Беда Израиля в том, что обе эти моральные координатные сетки: религиозная и светская напялены на очень маленькую страну, в которой жесткое трение между религиозным и светским населением неизбежно. В Америке можно забраться в Монси или Спринг Велли, и знать не знать, и не ведать о том, что происходит за забором. В Израиле это совершенно невозможно. При этом обе стороны: светская и религиозная, твердо, непреложно, абсолютно, непререкаемо убеждены в том, что именно они избранный народ, проживающий в свете, а остальные погружены в кромешный мрак и непроницаемую тьмутараканскую тьму. Религиозные евреи убеждены, что их светские соседи, par excellence, наркоманы, развратники и, в лучшем случае, скотоложцы. А светские, в свою очередь, твердо знают, что пейсатые - мракобесы, тунеядцы и паразиты. И все эта злоба сконцентрирована на очень скромной израильской площадке. Признаюсь, мне от этого смрада взаимной ненависти бывает тяжело дышать.   
Реальность, на самом деле, очень сложна, и есть громадная серая зона, в которой светская и религиозная части населения страны трутся друг о друга. Взаимопроникновение и взаимное влияние неизбежны. И все-таки это взаимное влияние очень слабо, и вот почему: дело в разности, несоизмеримости временных масштабов, в которых обретаются светская и религиозная части населения Израиля. Для еврея Моисеева Закона – масштаб времени – тысячелетие, светские евреи с трудом выдерживают общение с собственными родителями. Эта разница временных масштабов более всего затрудняет общение и понимание. Для ортодоксального еврея верно: мой дедушка-цадик делал так, и я ему наследую, сохраняя в мельчайших деталях его образ жизни и поведение. Светский израильтянин скажет: мой дремучий дедушка поступал таким образом, поэтому я никогда так себя вести не буду.    

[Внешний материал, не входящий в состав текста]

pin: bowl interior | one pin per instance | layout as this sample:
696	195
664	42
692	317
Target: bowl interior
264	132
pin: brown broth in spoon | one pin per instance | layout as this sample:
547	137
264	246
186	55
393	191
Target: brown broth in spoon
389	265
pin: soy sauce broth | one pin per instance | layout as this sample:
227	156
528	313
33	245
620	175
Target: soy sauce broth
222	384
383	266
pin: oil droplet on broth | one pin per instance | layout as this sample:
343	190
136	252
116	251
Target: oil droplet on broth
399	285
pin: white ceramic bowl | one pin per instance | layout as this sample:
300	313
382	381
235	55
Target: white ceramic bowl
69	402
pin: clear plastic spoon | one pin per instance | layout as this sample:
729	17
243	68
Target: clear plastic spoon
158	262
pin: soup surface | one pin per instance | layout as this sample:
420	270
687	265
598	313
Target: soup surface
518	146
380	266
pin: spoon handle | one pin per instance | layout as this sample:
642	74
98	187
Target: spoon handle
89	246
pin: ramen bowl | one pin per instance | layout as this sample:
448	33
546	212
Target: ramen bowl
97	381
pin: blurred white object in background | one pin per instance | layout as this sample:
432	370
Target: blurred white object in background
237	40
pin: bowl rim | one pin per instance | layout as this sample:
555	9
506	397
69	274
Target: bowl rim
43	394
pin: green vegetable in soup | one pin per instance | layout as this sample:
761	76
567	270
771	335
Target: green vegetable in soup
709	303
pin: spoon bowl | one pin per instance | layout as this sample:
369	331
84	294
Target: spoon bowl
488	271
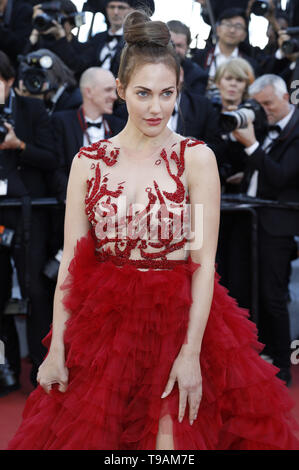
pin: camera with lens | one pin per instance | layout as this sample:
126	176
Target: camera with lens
260	7
249	111
291	45
35	71
52	12
4	117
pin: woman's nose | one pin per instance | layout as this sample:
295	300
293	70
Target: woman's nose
155	106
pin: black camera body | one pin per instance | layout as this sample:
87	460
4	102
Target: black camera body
260	7
35	71
52	12
291	46
4	117
249	111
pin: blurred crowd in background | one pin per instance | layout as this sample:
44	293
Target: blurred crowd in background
59	94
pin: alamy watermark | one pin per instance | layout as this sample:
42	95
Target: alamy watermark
295	353
294	95
2	353
156	223
2	93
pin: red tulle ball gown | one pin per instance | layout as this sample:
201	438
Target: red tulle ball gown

Примечательно, что алия из СССР породила и светских, и религиозных святых. Для меня бесспорным светским святым был и остается Александр Владимирович Воронель. Вполне традиционными ортодоксальными святыми являются Рав Зильбер (я имел незаслуженное счастие его знать) и Иосиф Менделевич.  Борьба между светскими и религиозными святыми может погубить страну. Паруса зла, как любил повторять Мераб Мамардашвили, охотно надувает энергия истины, энергия видения истины. Печально, что от гражданской войны нас упорно спасают арабские соседи. Без них мы сожрали бы друг друга живьем. Это очень огорчало Рава Штейнзальца, и он говорил: отчего бы нам самим не поднять планку взаимопонимания повыше? Не получается.
***
Оставаясь вполне равнодушным к поэзии и поэтике Маяковского (навяз в зубах со школьной скамьи) я регулярно перечитываю «Воскресение Маяковского» Юрия Карабчиевского. Эта уникальная книга полна точнейших наблюдений о сущности и смысле поэзии, поэтического творчества. В этом смысле, я могу ее сравнить лишь с лучшими книгами о поэтике Михаила Леоновича Гаспарова. 
Что же есть поэзия? «Обратимся, прежде всего, к очевидному: поэзия занимается внутренней сутью явлений. Внешние качества людей и предметов, легко обнаружимые поверхностные признаки используются ею лишь как средство и способ для постижения тайного и скрытого. Однако здесь существенна одна деталь. Внешнее не есть конечная цель, но оно и не препятствие постижению внутреннего. Здесь неуместны геометрические аналогии, потому что внутреннее как предмет поэзии не содержится внутри внешнего, а пронизывает его и взаимодействует с ним. Поэтическое постижение — не анатомическое вскрытие, оно происходит не за счет разрушения оболочки, а за счет активного с ней взаимодействия. Великое значение поэтического образа, если можно о нем говорить обобщенно, в том именно и состоит, что с его помощью мы постигаем скрытую суть природы, людей и событий, никак не нарушая их естественной целостности, не внедряясь, не ломая, не убивая. Так живет поэзия, так живут поэты». Продлим эту замечательную мысль: всякое подлинное познание (физическое, химическое, биологическое, художественное) занято раскрытием внутренней сути вещей. Это раскрытие происходит через разглядывание вещей через оптику платоновских идей.  Именно этим заняты наука и искусства. Но что мы узнали о процессе познания в ХХ веке? Квантовая механика нас научила тому, что, не нарушая  естественной целостности вещей, не внедряясь, не ломая, не убивая, познание невозможно. Думаю, что оно невозможно, не только в науке, но и в искусстве.